Den darauffolgenden Tag stand er wahrhaftig wieder da. Am liebsten wäre sie zu ihm hinübergerannt und hätte ihn küssend umarmt. Doch sie läuft leicht errötet wieder einmal an ihm vorbei. Dieses Mal aber bleibt sie kurz stehen, um ihn noch einen Blick zuzuwerfen. Er sieht dies. Erstaunt verbeugt er sich leicht. Überrascht von dieser Geste, rennt sie nach Hause. Noch nie war sie so glücklich. Ihr Herz schlägt laut in ihrer Brust. Morgen! Morgen wird der Tag, an dem wir endlich miteinander reden, hofft sie. Ganz aufgeregt, läuft sie mit schnellem Schritt die Straße hinab, obwohl ihre Füße von ihrer Arbeit fürchterlich schmerzen. Aber erneut steht er nicht an „seiner“ Laterne. Wo ist er dieses Mal? Ganz verträumt schaut sie immer zu an die Laterne, an welcher er jeden Abend steht. Sie bemerkt nicht, dass er auf ihrer Straßenseite an einer Laterne steht. Plötzlich, aus ihrem Traum gerissen, spricht sie der hübsche Mann an. „Schöne Frau passen Sie auf, sonst laufen Sie noch gegen eine Laterne.“ Er lächelt sanft. Sie jedoch, völlig aus ihrer Träumerei gerissen, schreit sie laut auf vor Schreck. Alle drehen sich nach ihr um. Der schöne Jüngling bleibt ruhig. „Keine Angst, Miss. Aufessen wollte ich Sie nicht mit meiner Bemerkung.“ Sie schaut ihn an. Ihr gesamtes Blut scheint ihr in den Kopf zu steigen, so errötet wie sie ist. An ihrer Scham findet er gefallen. „Verzeihung.“ Einen Knicks machend fährt sie fort: „Dass Sie mich ansprechen, kam so unerwartet. Ich wollte Sie nicht anschreien.“ Er lacht leise. „Ich hätte wohl nicht meinen eigentlichen Platz verlassen sollen.“ Mit einem Zwinkern von ihm, wirkt sie entspannter. Neuen Mut gefasst , fragt sie ihn schließlich: „Jeden Abend stehen sie hier, aber warum dies?“ In seinem Gesicht ist ein leichtes Erstaunen zu sehen. „Meine Liebe,“ er fasst ihre Hand, „wegen Ihnen steh ich hier. Nur um Sie Abend für Abend ansehen zu können.“ Küssend lässt er ihre Hand wieder los. Sie hält ihre Hand an ihre Brust und schaut geschmeichelt zu Boden. „Das haben Sie schön gesagt.“ Für den Samstag verabreden sie sich. Ihr Treffpunkt war natürlich die Laterne. Vor Aufregung hatte sie kaum geschlafen. Ihm ging es nicht anders. Die beste Kleidung hatten sie sich für den Abend herausgesucht. Keiner dachte daran, dass Regen für die Nacht vorausgesagt wurde.

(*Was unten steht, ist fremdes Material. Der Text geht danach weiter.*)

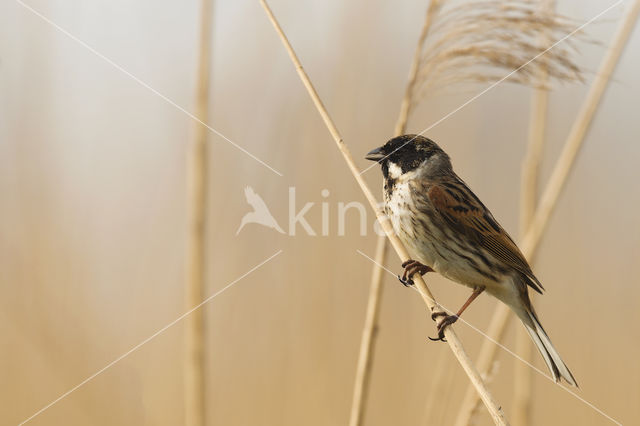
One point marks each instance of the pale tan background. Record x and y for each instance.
(92, 218)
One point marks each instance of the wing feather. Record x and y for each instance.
(464, 212)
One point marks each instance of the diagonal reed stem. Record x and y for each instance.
(552, 191)
(368, 340)
(452, 339)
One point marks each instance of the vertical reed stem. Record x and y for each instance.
(452, 339)
(197, 191)
(557, 181)
(523, 380)
(367, 345)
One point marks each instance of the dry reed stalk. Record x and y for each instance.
(197, 190)
(367, 344)
(504, 28)
(552, 191)
(452, 339)
(523, 375)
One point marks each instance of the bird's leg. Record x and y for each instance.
(411, 267)
(450, 319)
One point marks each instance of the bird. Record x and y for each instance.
(260, 213)
(446, 229)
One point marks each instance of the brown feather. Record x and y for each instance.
(471, 218)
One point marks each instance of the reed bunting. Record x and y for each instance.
(447, 229)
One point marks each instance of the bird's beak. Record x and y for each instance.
(375, 155)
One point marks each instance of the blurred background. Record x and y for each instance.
(94, 212)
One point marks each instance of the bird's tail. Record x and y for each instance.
(551, 356)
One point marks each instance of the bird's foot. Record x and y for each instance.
(444, 323)
(411, 267)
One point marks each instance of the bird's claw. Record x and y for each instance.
(411, 267)
(446, 321)
(405, 281)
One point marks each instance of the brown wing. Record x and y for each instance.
(466, 214)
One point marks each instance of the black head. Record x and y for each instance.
(408, 152)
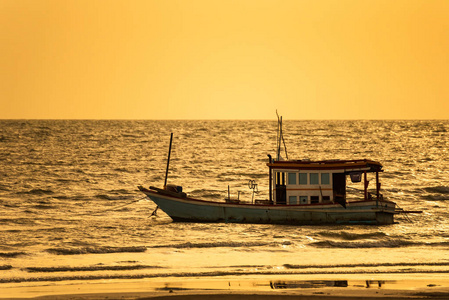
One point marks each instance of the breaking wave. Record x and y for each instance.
(213, 245)
(90, 268)
(397, 243)
(350, 236)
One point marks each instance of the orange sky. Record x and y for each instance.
(195, 59)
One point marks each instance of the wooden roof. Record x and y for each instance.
(353, 165)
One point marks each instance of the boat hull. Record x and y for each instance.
(193, 210)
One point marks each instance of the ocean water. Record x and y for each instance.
(70, 210)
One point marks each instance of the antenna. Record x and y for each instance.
(280, 139)
(168, 160)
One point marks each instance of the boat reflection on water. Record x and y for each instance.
(305, 284)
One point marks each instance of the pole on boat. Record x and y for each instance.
(168, 161)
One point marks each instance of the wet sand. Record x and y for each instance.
(287, 287)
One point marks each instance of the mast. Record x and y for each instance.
(168, 161)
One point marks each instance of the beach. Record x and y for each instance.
(74, 223)
(279, 287)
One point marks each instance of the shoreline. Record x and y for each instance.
(350, 287)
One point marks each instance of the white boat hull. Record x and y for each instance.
(193, 210)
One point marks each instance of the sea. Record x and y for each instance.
(71, 212)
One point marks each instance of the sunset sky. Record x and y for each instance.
(195, 59)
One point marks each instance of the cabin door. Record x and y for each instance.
(339, 185)
(281, 188)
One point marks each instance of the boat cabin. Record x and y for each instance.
(303, 182)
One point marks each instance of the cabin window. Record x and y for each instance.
(292, 200)
(314, 178)
(325, 178)
(302, 178)
(291, 178)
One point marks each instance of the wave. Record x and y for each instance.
(212, 274)
(437, 189)
(84, 269)
(213, 245)
(350, 236)
(394, 243)
(369, 265)
(37, 192)
(95, 250)
(11, 254)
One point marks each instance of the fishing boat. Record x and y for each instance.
(301, 192)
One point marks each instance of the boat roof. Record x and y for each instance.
(346, 165)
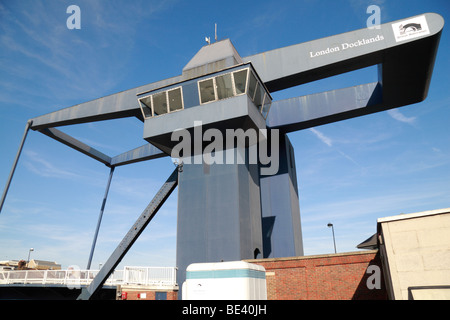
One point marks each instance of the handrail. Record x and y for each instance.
(162, 276)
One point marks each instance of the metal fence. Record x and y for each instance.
(162, 276)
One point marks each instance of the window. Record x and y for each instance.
(224, 86)
(162, 102)
(266, 106)
(259, 96)
(240, 81)
(207, 93)
(252, 82)
(159, 103)
(175, 99)
(146, 104)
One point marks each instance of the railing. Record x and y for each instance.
(162, 276)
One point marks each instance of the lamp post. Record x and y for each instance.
(29, 252)
(334, 240)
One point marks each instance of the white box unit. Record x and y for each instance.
(235, 280)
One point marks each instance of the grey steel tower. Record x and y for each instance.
(233, 210)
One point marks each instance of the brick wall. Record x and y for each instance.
(135, 293)
(324, 277)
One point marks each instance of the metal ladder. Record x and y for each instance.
(132, 235)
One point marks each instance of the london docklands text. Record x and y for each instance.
(345, 46)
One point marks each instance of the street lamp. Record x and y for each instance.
(334, 240)
(29, 252)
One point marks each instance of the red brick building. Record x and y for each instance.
(342, 276)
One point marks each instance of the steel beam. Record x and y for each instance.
(100, 216)
(132, 235)
(316, 109)
(16, 160)
(309, 61)
(118, 105)
(143, 153)
(76, 144)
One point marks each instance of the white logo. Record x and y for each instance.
(410, 29)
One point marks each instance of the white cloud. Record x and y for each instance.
(322, 137)
(397, 115)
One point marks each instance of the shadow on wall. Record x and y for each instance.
(372, 285)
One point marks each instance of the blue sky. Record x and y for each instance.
(349, 173)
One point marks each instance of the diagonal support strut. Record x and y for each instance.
(132, 235)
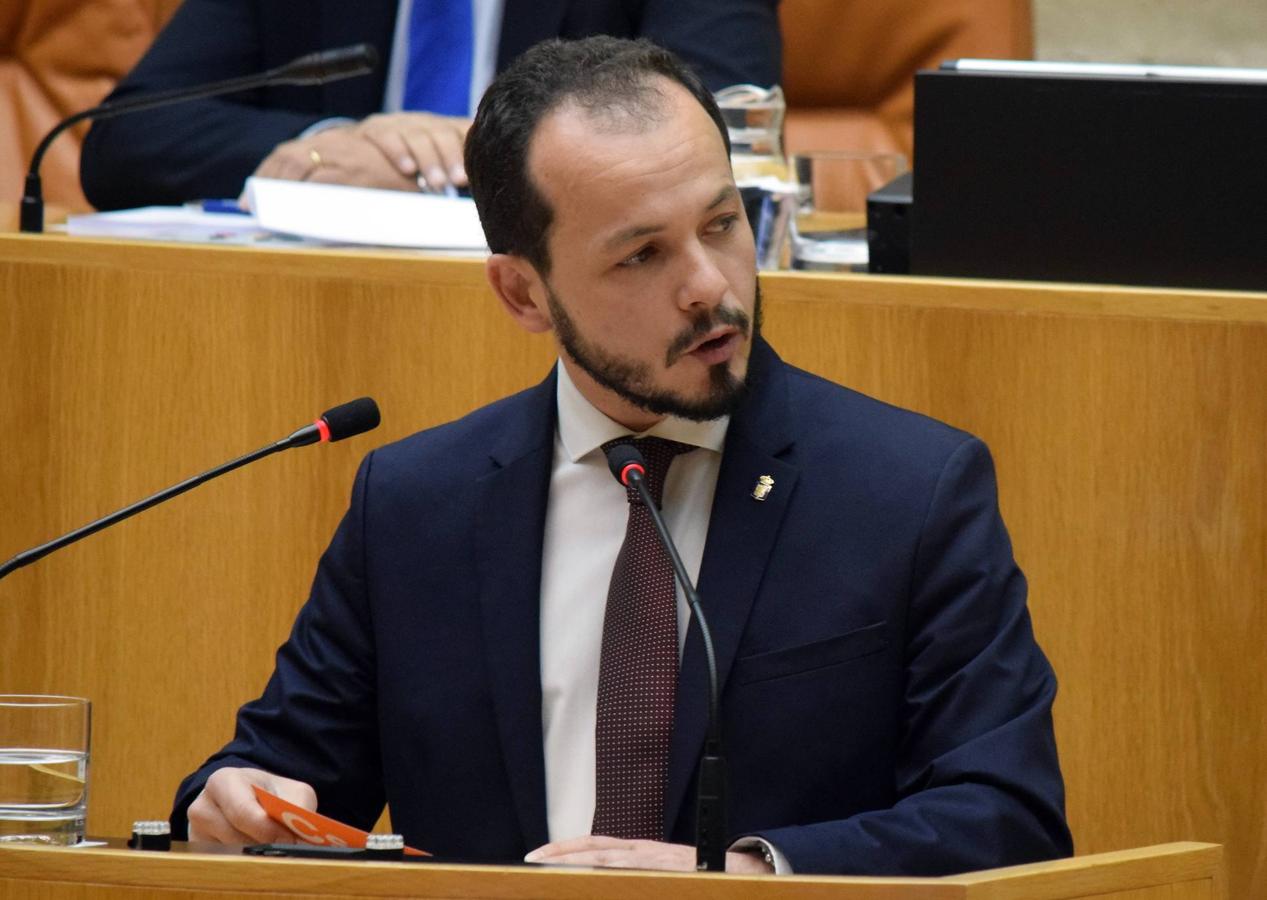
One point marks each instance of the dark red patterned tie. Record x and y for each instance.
(637, 673)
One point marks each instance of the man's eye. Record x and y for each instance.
(724, 225)
(639, 257)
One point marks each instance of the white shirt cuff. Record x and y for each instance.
(769, 851)
(326, 124)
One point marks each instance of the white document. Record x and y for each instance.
(167, 223)
(366, 216)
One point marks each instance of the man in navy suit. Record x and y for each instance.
(884, 705)
(354, 132)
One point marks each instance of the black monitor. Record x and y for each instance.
(1118, 174)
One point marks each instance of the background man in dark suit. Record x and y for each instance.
(208, 148)
(884, 704)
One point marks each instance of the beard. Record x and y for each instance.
(632, 379)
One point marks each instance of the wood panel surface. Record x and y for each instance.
(1180, 871)
(1129, 430)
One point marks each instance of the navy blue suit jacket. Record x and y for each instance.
(208, 147)
(886, 709)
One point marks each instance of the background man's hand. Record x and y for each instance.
(594, 849)
(421, 143)
(398, 151)
(227, 811)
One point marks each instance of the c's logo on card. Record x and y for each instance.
(309, 833)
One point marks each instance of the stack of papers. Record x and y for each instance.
(302, 213)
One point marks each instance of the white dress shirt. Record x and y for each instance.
(585, 521)
(487, 22)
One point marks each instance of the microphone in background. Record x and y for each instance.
(626, 463)
(335, 425)
(312, 69)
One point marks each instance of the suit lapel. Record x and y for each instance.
(509, 522)
(525, 23)
(741, 535)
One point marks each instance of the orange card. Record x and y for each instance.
(313, 828)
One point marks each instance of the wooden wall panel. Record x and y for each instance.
(1129, 430)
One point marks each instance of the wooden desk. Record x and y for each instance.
(1181, 871)
(1129, 429)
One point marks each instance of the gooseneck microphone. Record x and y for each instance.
(313, 69)
(630, 469)
(335, 425)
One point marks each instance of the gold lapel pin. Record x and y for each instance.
(764, 484)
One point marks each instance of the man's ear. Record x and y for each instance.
(521, 289)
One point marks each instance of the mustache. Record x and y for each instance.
(702, 326)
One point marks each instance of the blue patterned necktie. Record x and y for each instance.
(441, 46)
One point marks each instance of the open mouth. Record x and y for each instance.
(717, 349)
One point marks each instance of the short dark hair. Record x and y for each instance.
(601, 74)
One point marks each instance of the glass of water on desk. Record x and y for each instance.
(43, 767)
(829, 230)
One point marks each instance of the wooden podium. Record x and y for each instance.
(1128, 427)
(1181, 871)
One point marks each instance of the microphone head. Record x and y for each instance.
(330, 65)
(349, 420)
(623, 459)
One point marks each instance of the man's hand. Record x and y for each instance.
(227, 811)
(594, 849)
(402, 151)
(421, 145)
(337, 155)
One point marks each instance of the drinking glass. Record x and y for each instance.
(43, 767)
(829, 230)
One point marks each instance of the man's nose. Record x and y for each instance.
(703, 284)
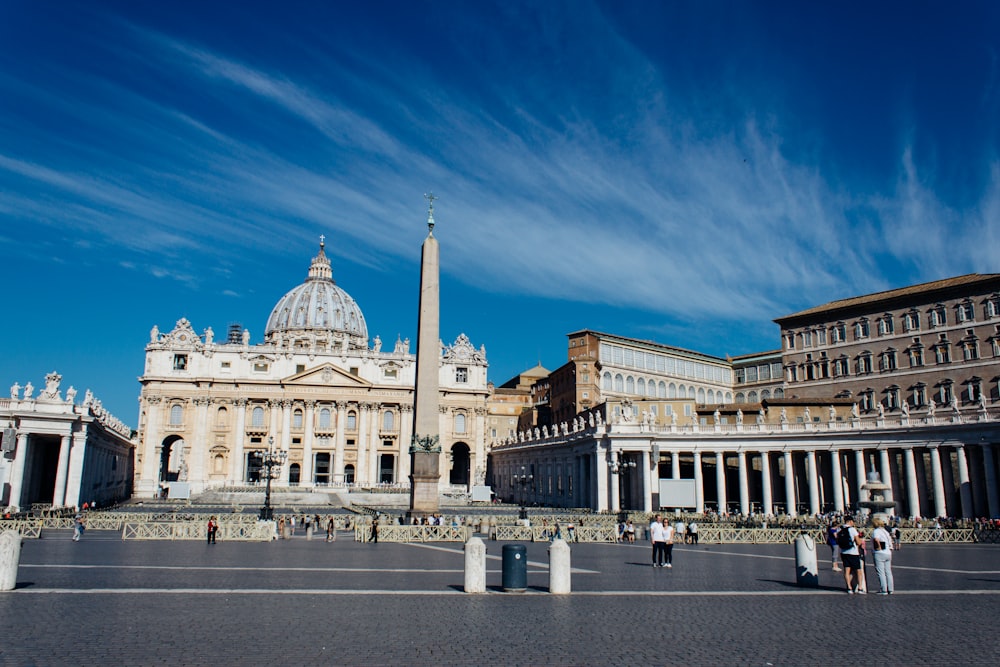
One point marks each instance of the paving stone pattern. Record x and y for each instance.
(106, 602)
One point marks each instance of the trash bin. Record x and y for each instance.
(806, 569)
(515, 567)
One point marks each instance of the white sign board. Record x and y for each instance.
(677, 493)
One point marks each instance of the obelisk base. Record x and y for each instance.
(424, 476)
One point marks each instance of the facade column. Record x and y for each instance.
(859, 464)
(912, 495)
(699, 485)
(361, 472)
(838, 482)
(937, 479)
(285, 441)
(813, 481)
(765, 471)
(405, 436)
(307, 444)
(74, 474)
(964, 487)
(886, 472)
(992, 498)
(237, 467)
(741, 456)
(648, 481)
(791, 504)
(198, 470)
(340, 437)
(720, 482)
(148, 485)
(17, 470)
(59, 492)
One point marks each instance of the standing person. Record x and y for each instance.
(668, 543)
(848, 539)
(78, 528)
(882, 555)
(831, 539)
(658, 540)
(331, 530)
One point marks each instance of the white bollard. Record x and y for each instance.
(475, 566)
(10, 556)
(559, 567)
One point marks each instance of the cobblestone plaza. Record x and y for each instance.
(105, 601)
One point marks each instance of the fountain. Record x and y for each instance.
(877, 504)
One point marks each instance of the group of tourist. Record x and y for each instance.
(850, 543)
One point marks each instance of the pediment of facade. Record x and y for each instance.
(326, 375)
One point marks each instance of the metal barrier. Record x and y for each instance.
(262, 531)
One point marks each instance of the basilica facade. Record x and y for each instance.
(337, 404)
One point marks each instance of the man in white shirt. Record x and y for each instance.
(658, 539)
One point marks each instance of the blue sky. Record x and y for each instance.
(682, 172)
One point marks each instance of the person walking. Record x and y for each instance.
(658, 540)
(849, 539)
(668, 543)
(882, 555)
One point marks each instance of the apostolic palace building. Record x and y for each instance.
(903, 383)
(317, 388)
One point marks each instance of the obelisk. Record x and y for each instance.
(425, 448)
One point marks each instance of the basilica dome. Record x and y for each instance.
(317, 311)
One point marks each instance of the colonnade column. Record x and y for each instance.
(838, 481)
(859, 464)
(964, 486)
(405, 435)
(307, 444)
(720, 481)
(237, 474)
(650, 468)
(813, 481)
(791, 508)
(744, 483)
(886, 473)
(912, 495)
(699, 485)
(937, 480)
(765, 470)
(991, 482)
(341, 435)
(59, 492)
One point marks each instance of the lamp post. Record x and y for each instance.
(523, 480)
(619, 465)
(271, 462)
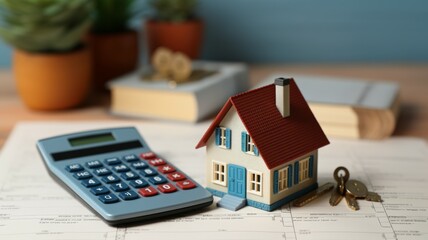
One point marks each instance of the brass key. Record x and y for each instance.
(339, 191)
(313, 195)
(351, 201)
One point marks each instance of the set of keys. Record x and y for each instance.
(351, 190)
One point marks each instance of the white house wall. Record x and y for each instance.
(237, 157)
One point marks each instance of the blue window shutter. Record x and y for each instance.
(217, 136)
(290, 175)
(311, 166)
(244, 141)
(256, 151)
(275, 182)
(228, 138)
(296, 172)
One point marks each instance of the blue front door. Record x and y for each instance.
(237, 178)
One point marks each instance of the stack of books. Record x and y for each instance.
(191, 101)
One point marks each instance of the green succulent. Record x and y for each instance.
(114, 15)
(45, 25)
(173, 10)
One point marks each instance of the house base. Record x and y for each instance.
(275, 205)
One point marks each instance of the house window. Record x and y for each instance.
(248, 145)
(303, 170)
(283, 179)
(219, 173)
(255, 183)
(223, 137)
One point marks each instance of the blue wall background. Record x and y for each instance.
(276, 31)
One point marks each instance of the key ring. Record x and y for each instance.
(337, 176)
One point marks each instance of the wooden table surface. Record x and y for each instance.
(413, 80)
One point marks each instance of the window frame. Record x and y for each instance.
(304, 169)
(255, 182)
(219, 173)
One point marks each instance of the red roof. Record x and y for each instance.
(278, 139)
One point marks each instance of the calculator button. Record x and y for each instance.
(74, 168)
(99, 190)
(176, 176)
(187, 184)
(157, 180)
(109, 198)
(148, 172)
(148, 191)
(128, 195)
(121, 168)
(139, 165)
(148, 155)
(110, 179)
(167, 188)
(157, 162)
(92, 182)
(102, 171)
(112, 161)
(129, 175)
(94, 164)
(119, 187)
(82, 175)
(138, 183)
(130, 158)
(166, 169)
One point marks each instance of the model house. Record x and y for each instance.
(262, 148)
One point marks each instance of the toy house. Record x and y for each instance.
(262, 148)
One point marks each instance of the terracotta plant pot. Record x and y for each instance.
(113, 55)
(53, 81)
(185, 37)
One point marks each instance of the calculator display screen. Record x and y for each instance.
(99, 138)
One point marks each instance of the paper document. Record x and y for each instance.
(34, 206)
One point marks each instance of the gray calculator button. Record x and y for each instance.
(121, 168)
(129, 175)
(102, 171)
(148, 172)
(130, 158)
(138, 183)
(82, 175)
(119, 187)
(74, 168)
(112, 161)
(128, 195)
(99, 190)
(108, 198)
(110, 179)
(92, 182)
(139, 165)
(94, 164)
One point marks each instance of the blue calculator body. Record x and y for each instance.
(115, 174)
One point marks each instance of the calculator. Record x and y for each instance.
(115, 174)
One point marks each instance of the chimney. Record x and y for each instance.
(282, 96)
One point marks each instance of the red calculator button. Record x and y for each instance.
(148, 155)
(167, 188)
(157, 162)
(186, 184)
(166, 169)
(148, 191)
(176, 176)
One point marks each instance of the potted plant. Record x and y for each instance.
(114, 44)
(51, 64)
(174, 26)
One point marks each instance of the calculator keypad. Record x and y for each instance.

In einem kleinen Restaurante führte er sie aus. Sie lachten viel und verstanden sich prächtig. Man merkte sofort, dass beide wie für einander geschaffen waren. Als sie das Restaurante endlich verließen, regnete es unaufhörlich. Es störte sie aber nicht. Beide gingen eng aneinander die Straße hinab, bis zu ihrer Laterne. Da hielten sie an. Er nahm sie erneut an der Hand, doch dieses Mal küsste er sie auf ihren Mund. Die Leidenschaft war fast schon zu spüren beim bloßen Beobachten der Zwei. Beide vergaßen, dass sie auf einer belebten Straße standen. Ihren Rock zog er hoch, um ihre weiche Haute zu fühlen. Sie schwebte wie auf Wolken, wieder war sie in ihrer Traumwelt, doch diesmal küsste er sie wirklich. Ihre Kleidung war bis auf die Haut durchnässt. Ein Regentropfen glitt an ihrem Körper herab. Ein warmes Gefühl erfasste sie. Vollkommen zerwühlt waren ihre Haare, sie sah aus wie eine Heilige. Ihre Haare sponnen sich um die Laterne. Es schien so, als ob mit diesem Kuss die gesamte Last der Arbeit von ihren Schultern genommen wurde.